Remember Cpl. Pat Tillman, the patriotic former Arizona Cardinals defensive back who walked away from a fat NFL contract to join the Army Rangers in Afghanistan? After Tillman was killed in action in 2004, the Army told his family and the country that he had died in a heroic struggle with the enemy. In fact, Tillman was accidentally killed by friendly fire from American forces. Within hours of his death, the Army went into damage-control overdrive, posting guards to keep eyewitnesses from talking, cutting off phone and Internet service to the base and even burning Tillman’s uniform before awarding him the Silver Star. His brother Kevin, who was serving as a soldier in the same unit, was kept in the dark. One fellow Ranger testified he was directly ordered to lie to Kevin about what occurred. At Waxman’s hearing, Kevin accused the military of “intentional falsehoods” and “fraud.” An internal Army probe showed that when Lt. Gen. Philip Kensinger (now retired) said at a public memorial service that Pat was killed by Taliban forces, he knew otherwise.

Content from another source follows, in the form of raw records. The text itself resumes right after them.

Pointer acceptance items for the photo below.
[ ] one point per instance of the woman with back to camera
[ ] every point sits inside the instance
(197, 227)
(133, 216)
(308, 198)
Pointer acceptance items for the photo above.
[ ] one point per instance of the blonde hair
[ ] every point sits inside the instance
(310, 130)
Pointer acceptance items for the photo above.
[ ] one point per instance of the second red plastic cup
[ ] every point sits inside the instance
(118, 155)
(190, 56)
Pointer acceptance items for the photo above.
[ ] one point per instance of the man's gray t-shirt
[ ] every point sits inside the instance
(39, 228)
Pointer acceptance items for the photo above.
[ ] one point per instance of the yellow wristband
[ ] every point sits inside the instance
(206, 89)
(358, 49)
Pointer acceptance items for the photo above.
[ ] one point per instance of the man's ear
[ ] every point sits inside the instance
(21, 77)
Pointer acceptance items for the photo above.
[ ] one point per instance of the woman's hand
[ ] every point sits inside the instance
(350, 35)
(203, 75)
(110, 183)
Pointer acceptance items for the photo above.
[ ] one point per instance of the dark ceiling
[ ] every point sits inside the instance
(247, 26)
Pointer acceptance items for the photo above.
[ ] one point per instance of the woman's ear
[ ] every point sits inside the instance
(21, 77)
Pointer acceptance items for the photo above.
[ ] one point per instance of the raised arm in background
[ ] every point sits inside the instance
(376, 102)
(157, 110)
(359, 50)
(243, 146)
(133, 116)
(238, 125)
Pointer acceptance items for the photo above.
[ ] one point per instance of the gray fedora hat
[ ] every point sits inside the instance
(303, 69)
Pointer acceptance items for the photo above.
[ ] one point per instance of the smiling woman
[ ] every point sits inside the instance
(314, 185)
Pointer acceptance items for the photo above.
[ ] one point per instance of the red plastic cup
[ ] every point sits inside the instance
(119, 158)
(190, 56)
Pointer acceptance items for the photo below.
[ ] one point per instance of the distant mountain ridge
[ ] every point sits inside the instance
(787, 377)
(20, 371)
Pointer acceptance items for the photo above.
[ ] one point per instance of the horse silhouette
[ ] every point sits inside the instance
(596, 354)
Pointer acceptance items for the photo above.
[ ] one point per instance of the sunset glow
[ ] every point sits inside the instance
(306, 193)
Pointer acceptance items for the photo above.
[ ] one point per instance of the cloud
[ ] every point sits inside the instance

Kevin Tillman attributes the pack of lies to a desperate need within the Army to avoid more bad publicity after the Abu Ghraib Prison scandal. But that implies this was an isolated case. It wasn’t. I did a story last year about a California mother named Nadia McCaffrey who was told that her son, a California National Guardsman, had died in an enemy ambush. It took the Army two years to admit that in fact he was shot in the back by the very Iraqi troops he was training. Such stories have not caused more outrage because of widespread reluctance to denigrate the Army. But the instinct to “support the troops” and avoid Vietnam-era disrespect for the military has left us blind to many abuses.

The details of the Pfc. Jessica Lynch case are also still fuzzy. Lynch testified that the “story of the little girl Rambo from the hills who went down fighting” was untrue. The Army insists that pressure from politicians and the hero-hungry news media led to the phony narrative. Whatever happened, at least Waxman and his committee are on the case. And they’re determined to shed more light on the larger question of how the United States was misled into war in the first place.

We now see that getting to the bottom of this critically important bit of history will require a few subpoenas, including one issued for Secretary of State Condoleezza Rice. The result was a predictable but nonetheless comic display of hypocrisy by GOP committee members opposed to the Rice subpoena who had no problem when their chairman, Rep. Dan Burton, issued more than 1,000 subpoenas to Clinton-era officials during the 1990s. Those subpoenas, of course, were mostly about old “scandals” that did not result in 3,300 combat deaths, $1 trillion in lost treasure and a world-shaking fiasco with no end in sight. Last month, after President Bush falsely claimed that White House cooperation with Waxman’s request for information was “unprecedented” and that Karl Rove and other aides need not testify before Congress under oath, Waxman offered chapter and verse of more than a dozen Clinton White House aides testifying under oath about internal deliberations.

Truth has always been the first casualty in war, as the great reporter and author David Halberstam, who was killed in a car crash last week, reminded us. And the press—even at its most aggressive—cannot always get the real story. During the Vietnam War, Halberstam and his colleagues could only take their reporting so far. It required the efforts of people like Arkansas Sen. William Fulbright to sharpen the debate by holding important hearings. That was in the days when congressmen provided oversight of administrations from the same party. From 2001 until 2007, such oversight disappeared. Now truth and accountability are making a comeback, and not a moment too soon.